The new season picks up months after the last one left off — we’ve skipped over the winter. (How this particular posse survived the cold months fully intact is anybody’s guess, but I’m thankful for missing episode upon episode of Carl shivering around a fire anyway.) The band of survivors — Rick, his estranged and now very pregnant wife, Lori, his son Carl, Carol and Darryl who may or may not end up a rhyming couplet (if you know what I mean), the underdeveloped T-Dog, old guy Hershel, and Glenn — have spent the cold months moving from house to house, never staying in the same place. They’re exhausted and hungry, but not so exhausted and hungry that Rick will let his son eat a perfectly good can of dog food, a ruling that’s supposed to mean he has standards but in context seemed to me like further proof he’s rigid and delusional.
Rick finally figures out a place where the group can hole up safely and indefinitely: a prison. They can lock themselves in and lock the zombies out. In case you missed the metaphor — which, is actually pretty awesome even if it is on-the-nose — in the grotesque new world, freedom can only be found in jail. The group spends the first two episodes clearing out cell blocks, which means, thankfully, there’s no lack of action, zombies, disgusting amputations and Tarantino-esque sword play. (As for Michonne, the eagerly anticipated, sword-wielding heroine, she only gets two scenes in the first two episodes, just enough to make me wonder why she leaves all those heads she decapitates lying around like a trail of immobile, but biting booby traps.)
Sometime in the off-season, both Rick and Carl have decided that they more or less hate Lori, even though at the end of last season, Rick was the one asking for Lori’s forgiveness for killing Shane, her maybe baby-daddy. Months later, the paternity of Lori’s child is a topic that’s not being discussed much. As Rick puts it, in perfect asshole-ese, “You want to talk. Talk to Hershel. I’m doing things.” Carl, meanwhile, has gotten really handy with putting down zombies, though most of his development happens off-camera. He’s adapting to his circumstances more fully, and with more bravery and reckless brutality than almost anyone around him, but “The Walking Dead” would rather pay attention to Rick, busy adapting by "heroically" becoming inhumane to everyone he doesn’t know already.

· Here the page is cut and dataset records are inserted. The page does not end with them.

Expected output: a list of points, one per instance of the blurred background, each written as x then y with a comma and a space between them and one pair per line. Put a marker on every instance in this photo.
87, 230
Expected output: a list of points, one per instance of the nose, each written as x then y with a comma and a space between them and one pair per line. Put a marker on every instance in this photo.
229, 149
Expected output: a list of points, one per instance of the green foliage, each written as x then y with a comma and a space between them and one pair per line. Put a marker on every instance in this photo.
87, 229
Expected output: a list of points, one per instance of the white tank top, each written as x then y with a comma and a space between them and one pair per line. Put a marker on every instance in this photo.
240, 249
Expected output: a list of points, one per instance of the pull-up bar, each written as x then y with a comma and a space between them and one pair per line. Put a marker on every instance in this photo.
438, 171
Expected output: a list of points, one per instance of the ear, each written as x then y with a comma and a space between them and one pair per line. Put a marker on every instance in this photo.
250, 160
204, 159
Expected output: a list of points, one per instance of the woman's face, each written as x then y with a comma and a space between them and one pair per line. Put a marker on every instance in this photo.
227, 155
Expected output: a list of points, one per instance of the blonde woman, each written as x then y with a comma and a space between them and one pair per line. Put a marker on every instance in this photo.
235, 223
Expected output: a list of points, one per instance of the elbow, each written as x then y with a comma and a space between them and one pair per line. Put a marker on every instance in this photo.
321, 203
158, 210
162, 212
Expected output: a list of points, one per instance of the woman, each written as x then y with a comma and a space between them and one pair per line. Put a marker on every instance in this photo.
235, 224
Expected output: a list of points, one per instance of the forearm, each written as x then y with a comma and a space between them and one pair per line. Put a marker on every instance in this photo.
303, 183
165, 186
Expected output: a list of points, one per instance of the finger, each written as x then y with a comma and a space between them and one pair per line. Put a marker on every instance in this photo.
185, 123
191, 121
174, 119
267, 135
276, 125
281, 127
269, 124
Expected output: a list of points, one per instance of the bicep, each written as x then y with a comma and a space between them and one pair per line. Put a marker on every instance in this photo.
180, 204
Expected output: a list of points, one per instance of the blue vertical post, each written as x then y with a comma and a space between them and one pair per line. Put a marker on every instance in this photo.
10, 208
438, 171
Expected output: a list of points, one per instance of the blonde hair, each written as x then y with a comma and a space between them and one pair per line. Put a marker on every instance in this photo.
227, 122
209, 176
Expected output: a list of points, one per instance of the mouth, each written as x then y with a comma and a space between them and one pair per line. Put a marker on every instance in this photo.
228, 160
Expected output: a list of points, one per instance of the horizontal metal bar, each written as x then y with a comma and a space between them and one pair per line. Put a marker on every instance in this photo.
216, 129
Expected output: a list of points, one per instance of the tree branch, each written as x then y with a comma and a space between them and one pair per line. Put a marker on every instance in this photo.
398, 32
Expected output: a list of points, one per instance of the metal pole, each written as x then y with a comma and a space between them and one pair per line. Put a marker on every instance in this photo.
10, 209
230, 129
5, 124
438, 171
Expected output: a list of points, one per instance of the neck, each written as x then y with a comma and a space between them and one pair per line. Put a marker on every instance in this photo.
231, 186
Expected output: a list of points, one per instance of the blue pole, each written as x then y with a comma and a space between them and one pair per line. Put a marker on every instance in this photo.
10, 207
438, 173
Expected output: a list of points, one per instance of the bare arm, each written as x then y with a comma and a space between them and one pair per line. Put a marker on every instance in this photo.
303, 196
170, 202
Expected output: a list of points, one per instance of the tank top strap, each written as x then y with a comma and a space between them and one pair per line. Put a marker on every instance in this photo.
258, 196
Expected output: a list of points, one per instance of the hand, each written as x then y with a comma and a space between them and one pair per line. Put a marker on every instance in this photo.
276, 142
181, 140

And still there are moments of creepy elegance and elegiac morbidity in “The Walking Dead” that no show on TV can match. Carol, hoping to practice her C-section technique, kills a female zombie to use as a cadaver. Preparing to employ her scalpel, she pulls up the zombie’s dress, revealing an extremely soiled, chaste pair of underwear. These panties are unsettling, grotesque and nearly as poignant as those in “The Sound and the Fury.” This zombie was a person once, a reminder of the past and, if the survivors aren’t lucky, a message from their future.